Written by EVoting Communications / 07 de Agosto del 2023

Can you imagine a country where you can do 99% of your paperwork online? This would mean saving you from waiting in lines and waiting in person for paperwork that in most countries would take a long time. In Estonia this is a reality and is an example for the rest of the world.

Since the 1990s, Estonia has advanced in the digitization of processes, achieving to date that its citizens can perform 99% of the procedures online, but what is the reason for this achievement?

Let’s start at the beginning. Upon regaining its independence from the Soviet Union, Estonia had to rearm and create a new country from scratch. This coincided with the growing development of computers and this was where an opportunity to move towards innovation was seen.

The government opted for early digitization with resource savings in mind, bearing in mind that, in the long run, doing everything on paper would be more costly than doing it online. In 1993, citizens received their Identity Numbers, which would be the basis for further development.

The real revolution came in 2001, when the Digital Identification (eID) and X-Road were implemented, which were vital for further development.

The eID serves to validate before the state or a private party that you are who you say you are. In addition, it allows you to sign documents online and is just as valid as signing them on paper, basically it works as a digital identity card.

X-Road is a data infrastructure, where the private and public sectors can exchange data securely and transparently. This exchange layer provides interoperability that enables a unified standard.

A basic example: in most countries in the world, different government offices have different information systems and do not connect with each other. Data is not passed from one agency to another. This means that every time a citizen wants to carry out a procedure, he or she has to reiterate his or her data in different places.

With X-Road this process is simplified. The information you provide, whether to a private or public entity, is stored here and you will not be asked for it again.
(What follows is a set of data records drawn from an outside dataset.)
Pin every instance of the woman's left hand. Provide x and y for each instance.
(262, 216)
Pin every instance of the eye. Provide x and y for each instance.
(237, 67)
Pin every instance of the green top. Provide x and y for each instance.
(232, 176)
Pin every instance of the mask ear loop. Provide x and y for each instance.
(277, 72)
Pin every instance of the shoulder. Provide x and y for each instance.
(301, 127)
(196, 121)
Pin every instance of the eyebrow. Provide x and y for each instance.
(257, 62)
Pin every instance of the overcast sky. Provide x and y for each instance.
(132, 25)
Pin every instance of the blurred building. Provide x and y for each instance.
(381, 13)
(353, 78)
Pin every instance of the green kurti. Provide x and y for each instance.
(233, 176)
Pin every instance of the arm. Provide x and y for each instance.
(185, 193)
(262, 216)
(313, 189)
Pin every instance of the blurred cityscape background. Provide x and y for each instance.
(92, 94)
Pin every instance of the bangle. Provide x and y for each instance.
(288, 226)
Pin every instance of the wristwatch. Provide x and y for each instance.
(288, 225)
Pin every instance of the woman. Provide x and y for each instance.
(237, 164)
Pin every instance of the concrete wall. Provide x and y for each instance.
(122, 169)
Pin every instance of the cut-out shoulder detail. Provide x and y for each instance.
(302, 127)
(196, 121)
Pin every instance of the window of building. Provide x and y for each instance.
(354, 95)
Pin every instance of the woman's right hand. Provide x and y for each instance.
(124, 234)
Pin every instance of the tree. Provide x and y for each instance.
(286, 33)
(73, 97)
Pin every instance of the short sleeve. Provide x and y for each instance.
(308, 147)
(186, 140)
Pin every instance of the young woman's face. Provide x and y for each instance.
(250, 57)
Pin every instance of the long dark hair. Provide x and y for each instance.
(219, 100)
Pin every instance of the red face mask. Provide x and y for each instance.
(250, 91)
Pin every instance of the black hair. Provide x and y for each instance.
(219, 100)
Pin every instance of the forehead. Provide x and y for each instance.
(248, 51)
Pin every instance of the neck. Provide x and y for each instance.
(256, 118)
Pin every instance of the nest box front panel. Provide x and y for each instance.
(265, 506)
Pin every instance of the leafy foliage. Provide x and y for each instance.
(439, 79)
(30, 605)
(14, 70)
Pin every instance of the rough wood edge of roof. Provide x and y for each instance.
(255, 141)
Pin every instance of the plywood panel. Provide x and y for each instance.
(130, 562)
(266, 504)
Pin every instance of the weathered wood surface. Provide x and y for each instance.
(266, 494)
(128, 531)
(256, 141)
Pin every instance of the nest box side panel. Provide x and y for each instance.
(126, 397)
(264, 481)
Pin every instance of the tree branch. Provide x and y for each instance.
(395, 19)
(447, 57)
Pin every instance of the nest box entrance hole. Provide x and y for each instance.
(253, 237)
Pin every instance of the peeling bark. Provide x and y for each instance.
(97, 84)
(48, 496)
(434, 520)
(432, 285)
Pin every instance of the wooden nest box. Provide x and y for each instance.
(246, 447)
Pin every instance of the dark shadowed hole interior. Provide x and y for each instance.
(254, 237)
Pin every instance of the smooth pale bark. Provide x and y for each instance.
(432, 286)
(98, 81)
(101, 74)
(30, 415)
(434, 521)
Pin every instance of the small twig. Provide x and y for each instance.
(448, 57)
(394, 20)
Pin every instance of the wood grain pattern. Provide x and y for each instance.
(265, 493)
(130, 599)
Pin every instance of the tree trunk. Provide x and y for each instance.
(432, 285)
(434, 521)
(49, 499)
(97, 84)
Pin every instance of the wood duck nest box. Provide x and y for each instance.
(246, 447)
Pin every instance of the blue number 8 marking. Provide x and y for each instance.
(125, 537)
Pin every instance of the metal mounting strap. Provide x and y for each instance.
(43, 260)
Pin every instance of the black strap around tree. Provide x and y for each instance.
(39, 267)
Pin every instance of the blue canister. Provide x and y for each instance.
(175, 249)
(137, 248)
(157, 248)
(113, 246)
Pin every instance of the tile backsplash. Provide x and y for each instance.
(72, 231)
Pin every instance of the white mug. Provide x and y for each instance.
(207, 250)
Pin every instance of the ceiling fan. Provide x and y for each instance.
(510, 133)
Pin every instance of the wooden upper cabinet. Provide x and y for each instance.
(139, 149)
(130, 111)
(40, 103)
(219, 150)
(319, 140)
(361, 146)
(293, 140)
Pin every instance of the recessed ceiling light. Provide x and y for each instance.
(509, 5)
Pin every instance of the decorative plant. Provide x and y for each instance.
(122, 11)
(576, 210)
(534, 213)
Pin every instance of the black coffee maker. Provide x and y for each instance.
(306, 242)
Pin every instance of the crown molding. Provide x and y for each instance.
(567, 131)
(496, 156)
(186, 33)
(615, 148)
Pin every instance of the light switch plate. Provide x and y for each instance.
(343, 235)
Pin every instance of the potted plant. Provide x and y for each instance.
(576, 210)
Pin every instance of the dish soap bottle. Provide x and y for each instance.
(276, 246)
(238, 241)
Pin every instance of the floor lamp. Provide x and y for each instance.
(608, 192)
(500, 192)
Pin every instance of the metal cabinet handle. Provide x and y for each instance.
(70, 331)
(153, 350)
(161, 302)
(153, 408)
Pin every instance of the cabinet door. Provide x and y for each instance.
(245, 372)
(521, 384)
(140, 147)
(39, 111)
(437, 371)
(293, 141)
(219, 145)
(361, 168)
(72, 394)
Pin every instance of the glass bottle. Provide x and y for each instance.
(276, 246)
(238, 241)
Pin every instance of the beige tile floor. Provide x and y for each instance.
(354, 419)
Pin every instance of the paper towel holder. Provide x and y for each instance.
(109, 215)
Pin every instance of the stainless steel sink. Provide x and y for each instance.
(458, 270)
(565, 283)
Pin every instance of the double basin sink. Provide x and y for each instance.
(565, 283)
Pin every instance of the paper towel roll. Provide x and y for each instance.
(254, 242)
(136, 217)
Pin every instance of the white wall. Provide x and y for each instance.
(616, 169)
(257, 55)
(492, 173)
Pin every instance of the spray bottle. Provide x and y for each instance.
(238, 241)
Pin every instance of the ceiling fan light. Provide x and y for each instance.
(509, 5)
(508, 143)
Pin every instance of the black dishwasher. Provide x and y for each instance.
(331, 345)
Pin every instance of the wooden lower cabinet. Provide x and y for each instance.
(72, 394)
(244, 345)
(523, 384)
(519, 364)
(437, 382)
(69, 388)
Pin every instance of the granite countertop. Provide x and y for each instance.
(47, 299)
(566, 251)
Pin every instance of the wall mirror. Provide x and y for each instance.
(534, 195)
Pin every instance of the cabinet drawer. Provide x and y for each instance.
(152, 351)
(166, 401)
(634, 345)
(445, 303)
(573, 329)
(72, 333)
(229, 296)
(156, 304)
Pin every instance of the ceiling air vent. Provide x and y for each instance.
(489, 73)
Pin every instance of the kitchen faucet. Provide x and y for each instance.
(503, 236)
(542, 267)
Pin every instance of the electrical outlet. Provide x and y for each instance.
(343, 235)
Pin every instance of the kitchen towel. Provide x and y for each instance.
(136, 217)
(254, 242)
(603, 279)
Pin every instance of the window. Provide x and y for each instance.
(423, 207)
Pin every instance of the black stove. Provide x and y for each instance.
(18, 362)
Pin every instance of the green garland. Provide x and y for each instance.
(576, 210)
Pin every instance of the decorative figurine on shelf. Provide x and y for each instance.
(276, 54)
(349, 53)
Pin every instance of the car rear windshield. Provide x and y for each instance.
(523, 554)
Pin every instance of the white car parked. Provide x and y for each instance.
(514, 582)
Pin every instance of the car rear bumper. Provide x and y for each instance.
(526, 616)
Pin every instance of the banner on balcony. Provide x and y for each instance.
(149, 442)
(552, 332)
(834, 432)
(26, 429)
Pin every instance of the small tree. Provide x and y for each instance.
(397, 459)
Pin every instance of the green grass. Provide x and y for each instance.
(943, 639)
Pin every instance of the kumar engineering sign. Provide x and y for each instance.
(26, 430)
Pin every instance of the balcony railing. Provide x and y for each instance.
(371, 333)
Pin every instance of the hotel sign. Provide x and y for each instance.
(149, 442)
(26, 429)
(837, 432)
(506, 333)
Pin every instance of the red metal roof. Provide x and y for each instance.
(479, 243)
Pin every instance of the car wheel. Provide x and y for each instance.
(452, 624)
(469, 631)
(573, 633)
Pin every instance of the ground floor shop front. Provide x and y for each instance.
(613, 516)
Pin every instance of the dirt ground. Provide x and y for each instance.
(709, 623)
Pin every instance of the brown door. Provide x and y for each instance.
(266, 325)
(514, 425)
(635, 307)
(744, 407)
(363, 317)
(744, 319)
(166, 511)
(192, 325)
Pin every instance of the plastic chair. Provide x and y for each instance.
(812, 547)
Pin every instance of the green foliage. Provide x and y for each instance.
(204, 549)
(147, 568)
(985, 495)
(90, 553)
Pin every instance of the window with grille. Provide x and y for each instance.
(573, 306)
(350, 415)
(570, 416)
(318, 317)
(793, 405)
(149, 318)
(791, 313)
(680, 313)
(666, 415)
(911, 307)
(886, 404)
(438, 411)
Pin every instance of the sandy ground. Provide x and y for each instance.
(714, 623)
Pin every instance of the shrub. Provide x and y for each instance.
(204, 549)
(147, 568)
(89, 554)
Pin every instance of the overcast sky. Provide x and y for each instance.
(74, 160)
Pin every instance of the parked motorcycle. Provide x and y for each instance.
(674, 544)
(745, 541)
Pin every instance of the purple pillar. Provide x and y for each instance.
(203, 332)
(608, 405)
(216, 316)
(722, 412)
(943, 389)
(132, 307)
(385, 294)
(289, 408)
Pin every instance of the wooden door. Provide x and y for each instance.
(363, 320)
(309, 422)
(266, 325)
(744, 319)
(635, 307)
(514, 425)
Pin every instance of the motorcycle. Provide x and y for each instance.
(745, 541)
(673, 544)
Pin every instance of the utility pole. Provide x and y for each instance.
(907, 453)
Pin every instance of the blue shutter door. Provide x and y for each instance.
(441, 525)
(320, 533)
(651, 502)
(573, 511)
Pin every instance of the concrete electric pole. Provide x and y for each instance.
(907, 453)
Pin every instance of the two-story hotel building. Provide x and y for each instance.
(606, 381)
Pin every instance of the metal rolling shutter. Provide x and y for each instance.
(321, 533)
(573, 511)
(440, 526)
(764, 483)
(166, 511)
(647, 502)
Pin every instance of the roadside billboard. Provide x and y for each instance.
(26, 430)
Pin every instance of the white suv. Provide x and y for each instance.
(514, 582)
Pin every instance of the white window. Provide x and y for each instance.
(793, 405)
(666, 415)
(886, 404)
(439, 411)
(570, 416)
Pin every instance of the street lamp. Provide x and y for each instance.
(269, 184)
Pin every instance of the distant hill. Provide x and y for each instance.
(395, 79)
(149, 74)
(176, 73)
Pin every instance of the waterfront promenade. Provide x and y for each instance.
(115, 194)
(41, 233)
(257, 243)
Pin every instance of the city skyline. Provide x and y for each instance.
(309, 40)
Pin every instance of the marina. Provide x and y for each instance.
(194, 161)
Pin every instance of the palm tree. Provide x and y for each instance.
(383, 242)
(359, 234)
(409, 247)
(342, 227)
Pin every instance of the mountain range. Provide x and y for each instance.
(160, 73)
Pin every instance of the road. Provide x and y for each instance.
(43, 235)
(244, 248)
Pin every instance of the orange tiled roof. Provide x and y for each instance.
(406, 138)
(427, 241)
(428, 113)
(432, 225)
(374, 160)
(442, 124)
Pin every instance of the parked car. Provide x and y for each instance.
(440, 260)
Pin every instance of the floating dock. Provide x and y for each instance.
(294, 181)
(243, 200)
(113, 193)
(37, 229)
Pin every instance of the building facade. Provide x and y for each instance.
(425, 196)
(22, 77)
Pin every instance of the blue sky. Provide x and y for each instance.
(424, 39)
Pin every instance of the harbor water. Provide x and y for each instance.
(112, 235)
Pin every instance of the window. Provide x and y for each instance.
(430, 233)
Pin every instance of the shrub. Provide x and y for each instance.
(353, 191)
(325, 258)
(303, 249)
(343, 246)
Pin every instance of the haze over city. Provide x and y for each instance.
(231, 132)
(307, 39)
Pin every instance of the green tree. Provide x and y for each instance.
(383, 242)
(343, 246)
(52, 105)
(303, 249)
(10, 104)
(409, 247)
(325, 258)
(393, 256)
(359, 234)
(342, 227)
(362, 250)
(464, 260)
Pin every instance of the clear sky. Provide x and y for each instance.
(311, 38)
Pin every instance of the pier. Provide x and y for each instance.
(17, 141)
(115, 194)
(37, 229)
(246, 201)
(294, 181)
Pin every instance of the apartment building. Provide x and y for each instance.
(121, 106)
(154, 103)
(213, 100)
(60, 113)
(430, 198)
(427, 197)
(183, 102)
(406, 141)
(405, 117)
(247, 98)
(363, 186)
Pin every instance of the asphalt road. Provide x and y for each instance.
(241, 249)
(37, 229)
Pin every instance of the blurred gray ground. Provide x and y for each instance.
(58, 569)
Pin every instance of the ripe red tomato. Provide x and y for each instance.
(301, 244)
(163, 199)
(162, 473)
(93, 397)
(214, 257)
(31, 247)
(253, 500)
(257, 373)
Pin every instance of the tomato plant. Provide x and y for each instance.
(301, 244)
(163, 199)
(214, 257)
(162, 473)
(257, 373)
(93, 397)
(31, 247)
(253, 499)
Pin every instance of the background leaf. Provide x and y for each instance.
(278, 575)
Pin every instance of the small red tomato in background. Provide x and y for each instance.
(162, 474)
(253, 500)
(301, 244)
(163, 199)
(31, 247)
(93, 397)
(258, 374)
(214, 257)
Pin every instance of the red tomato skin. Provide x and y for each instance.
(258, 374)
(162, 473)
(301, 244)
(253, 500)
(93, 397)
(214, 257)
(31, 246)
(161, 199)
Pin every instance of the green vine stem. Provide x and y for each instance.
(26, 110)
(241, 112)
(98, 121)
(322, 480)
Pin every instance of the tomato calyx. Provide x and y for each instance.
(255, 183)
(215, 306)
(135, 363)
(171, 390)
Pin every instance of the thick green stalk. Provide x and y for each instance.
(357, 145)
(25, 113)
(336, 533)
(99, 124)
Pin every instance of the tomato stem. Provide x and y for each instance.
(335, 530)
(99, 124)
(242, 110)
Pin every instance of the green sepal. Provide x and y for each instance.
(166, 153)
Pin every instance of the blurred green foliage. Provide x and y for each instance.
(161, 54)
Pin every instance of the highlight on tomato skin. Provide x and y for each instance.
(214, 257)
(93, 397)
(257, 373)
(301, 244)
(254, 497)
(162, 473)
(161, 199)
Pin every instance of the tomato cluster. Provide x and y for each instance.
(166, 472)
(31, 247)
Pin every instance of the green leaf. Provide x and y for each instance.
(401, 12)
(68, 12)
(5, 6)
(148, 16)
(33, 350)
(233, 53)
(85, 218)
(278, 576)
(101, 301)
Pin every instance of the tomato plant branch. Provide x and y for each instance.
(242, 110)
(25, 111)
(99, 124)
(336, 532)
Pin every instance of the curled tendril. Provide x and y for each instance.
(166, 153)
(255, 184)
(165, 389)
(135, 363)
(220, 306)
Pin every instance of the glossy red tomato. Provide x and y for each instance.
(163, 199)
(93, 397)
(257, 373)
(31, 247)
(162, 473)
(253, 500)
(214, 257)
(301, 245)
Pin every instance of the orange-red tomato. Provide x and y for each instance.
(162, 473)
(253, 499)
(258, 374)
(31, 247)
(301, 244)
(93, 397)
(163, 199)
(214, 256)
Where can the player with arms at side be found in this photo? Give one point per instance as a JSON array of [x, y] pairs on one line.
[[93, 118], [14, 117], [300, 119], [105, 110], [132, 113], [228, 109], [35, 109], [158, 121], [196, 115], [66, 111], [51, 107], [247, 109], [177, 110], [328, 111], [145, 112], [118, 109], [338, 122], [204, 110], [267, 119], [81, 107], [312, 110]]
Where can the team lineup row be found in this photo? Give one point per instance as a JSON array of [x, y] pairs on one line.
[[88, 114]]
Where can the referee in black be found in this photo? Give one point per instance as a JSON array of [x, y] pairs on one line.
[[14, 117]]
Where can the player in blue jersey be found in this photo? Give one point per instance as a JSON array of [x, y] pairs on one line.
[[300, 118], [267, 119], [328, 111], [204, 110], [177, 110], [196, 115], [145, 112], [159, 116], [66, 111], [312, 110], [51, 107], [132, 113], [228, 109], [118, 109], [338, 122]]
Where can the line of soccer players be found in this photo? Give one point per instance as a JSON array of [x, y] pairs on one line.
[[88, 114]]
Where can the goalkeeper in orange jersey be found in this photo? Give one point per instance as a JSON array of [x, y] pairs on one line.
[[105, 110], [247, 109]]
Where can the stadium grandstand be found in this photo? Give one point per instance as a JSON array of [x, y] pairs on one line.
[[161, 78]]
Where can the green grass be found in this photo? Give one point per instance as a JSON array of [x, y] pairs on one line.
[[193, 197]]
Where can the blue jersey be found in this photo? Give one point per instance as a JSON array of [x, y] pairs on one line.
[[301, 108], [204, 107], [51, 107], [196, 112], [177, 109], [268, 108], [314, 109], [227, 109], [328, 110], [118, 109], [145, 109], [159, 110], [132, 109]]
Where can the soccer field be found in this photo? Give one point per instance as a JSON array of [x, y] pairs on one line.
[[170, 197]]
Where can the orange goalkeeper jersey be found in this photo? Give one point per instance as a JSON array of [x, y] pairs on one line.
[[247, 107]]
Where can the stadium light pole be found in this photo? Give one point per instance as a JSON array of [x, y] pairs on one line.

This works under the “Once Only” policy, which dictates that if you have already given some of your personal information to the government, you don’t have to repeat it because they already have it.

With this, it was possible to digitize health records, improve the tax system, streamline daily procedures and it is even estimated that the country saves 2% of the gross domestic product annually.

Is this applicable to other countries?

The former National Digital Advisor of Estonia, Marten Kaevats, mentions that the difficulty of extrapolating this way of life to other countries is not technical, but rather cultural.

He proposes that citizens still look with suspicion at almost total digitalization and that, as society’s confidence in these mechanisms is consolidated, the process will be more bearable and simpler to apply.

“It has nothing to do with technology, it has everything to do with people’s mentality and culture. In technological terms, this change is very fast, but from a cultural perspective it takes time,” says Kaevats.

In conclusion, the former National Digital Advisor of Estonia maintains that change is possible and it is essential to make it, but that it implies a cultural and social transformation, where digitalization is accepted as a secure and transparent mechanism.